フィンランド人はヨーロッパの中でも衣服に最もお金をかけない国民だと思います。流行っているからたくさん買うというよりは、着心地の良さ、長持ちするものを求めます。

また、ご存知のように、フィンランドはどちらかというと気候が厳しく、冬が長い。洋服というものは私たちにとって身を覆うもの、あたたかくなければならないんです(笑)。そいうことをいろいろ踏まえると、制限があるんですよね。

たくさんの若手ファッションデザイナーがいますが、国内で自分のブランドを立ち上げるというよりは、海外の大手のデザインハウスに所属しています。なぜなら、自ら国内でブランドを立ち上げるととても高くつくので資金が必要。さらにはフィンランドの人口が少なく、マーケットシェアが小さいという2つの理由があります。
 
   
   
北欧区:素敵なワンピースをお召しのアンナさん!アンナさんのお気に入り、またはおすすめのフィンランドファション・ブランドはありますか?もしあれば、教えてください。

アンナ夫人: マリメッコをたくさん着ます。オフィシャルにもプライベートにもよく着ますよ。

北欧区:おお!やはりフィンランドといえばマリメッコなんですね。国民的なブランドですが、でもなぜ、マリメッコがお好きなんですか?

アンナ夫人:マリメッコの考えすべてが好きなんです。①提案しているライフスタイル②考え方③マリメッコを身につけることで幸せになる、ということ。

私たちの生活の中にしっくりとフィットしてくれる洋服です。自分自分を変えず、背伸びする必要もない。自然と娘とも似たようなスタイルになったりしますね。そういうマリメッコの精神が好きです。

北欧区:肩肘張らずに、自分自身でいられるファッション、ということで広く愛されているんですね。

アンナ夫人:私のお気に入りは、元マリメッコのデザイナーで今は自分のブランド( Samuji)を立ち上げているSamu-Jussi Koski。靴デザイナーのJuha Tarsala。彼の靴はよく公的な場所に履いていきます。彼の靴にたくさんのお金をかけていますね(笑)あと、イブニングドレスやパーティー用のドレスはJanne Renvallが手がけたものを着ます。
     


この日のワンピースは
Samu-Jussi Koski氏、
靴はJuha Tarsala
デザインによるものだとか。
 





 
   
   
北欧区:フィンランドではいま、おしゃれなエコ&リサイクルショップが増えてきていると耳にします。たとえば、フィンランド人がデザインし、運営しているCaring Handsというフェアトレードアクセサリーが登場するなど、フィンランドで発展途上国をサポートする”フェアトレード” 、公共的な”ソーシャルデザイン”が活発な社会的背景などを教えてください。  
   
アンナ夫人:北欧では、物を大切にするライフスタイルを小さい頃から教えられます。日本にもありますが、「もったいない」という考えがあります。
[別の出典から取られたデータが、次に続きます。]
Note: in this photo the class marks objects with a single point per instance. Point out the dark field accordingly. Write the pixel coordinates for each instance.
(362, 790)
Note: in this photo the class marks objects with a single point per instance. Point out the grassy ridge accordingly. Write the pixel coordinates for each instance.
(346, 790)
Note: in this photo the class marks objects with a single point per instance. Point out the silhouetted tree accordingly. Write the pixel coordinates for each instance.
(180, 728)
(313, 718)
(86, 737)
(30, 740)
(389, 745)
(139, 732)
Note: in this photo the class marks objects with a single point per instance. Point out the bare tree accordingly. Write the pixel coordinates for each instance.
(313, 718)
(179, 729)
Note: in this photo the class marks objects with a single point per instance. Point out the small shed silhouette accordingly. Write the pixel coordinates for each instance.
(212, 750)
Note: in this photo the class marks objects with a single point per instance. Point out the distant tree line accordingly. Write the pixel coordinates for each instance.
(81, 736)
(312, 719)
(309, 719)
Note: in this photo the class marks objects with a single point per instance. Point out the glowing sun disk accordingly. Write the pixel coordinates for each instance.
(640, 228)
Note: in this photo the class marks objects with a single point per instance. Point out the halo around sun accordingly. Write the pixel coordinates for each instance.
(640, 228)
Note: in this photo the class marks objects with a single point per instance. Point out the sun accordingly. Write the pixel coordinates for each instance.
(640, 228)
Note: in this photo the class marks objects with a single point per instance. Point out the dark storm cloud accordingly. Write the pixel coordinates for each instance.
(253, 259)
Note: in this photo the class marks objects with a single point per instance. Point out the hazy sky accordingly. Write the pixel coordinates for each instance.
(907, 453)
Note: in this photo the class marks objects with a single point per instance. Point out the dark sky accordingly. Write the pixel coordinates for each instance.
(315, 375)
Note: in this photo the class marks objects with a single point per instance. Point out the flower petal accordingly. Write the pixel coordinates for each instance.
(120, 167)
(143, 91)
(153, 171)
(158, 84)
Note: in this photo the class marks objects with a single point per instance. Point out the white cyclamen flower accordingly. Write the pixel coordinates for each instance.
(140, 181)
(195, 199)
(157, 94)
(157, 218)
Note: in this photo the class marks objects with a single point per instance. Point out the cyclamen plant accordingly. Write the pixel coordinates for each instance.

フィンランド政府は70年代から消費者に対して教育をしてきました。買うときに、いろんなものを“選んで買える”という教育です。たとえばフィンランド産にはフィンランドの小さな旗のマークをつけたり、オーガニックであるというマークをつけたり、地球温暖化ガスをあまり発生しない作り方で作られたものだったりと、長年の歳月をかけて、国の広報誌や民間の新聞・雑誌に掲載して“啓蒙”してきました。持続可能な漁業や林業などにつながる商品だったり、何がどういうふうに出来ているとか、どういうふうに買えばよいかなどを私達は良く知っています。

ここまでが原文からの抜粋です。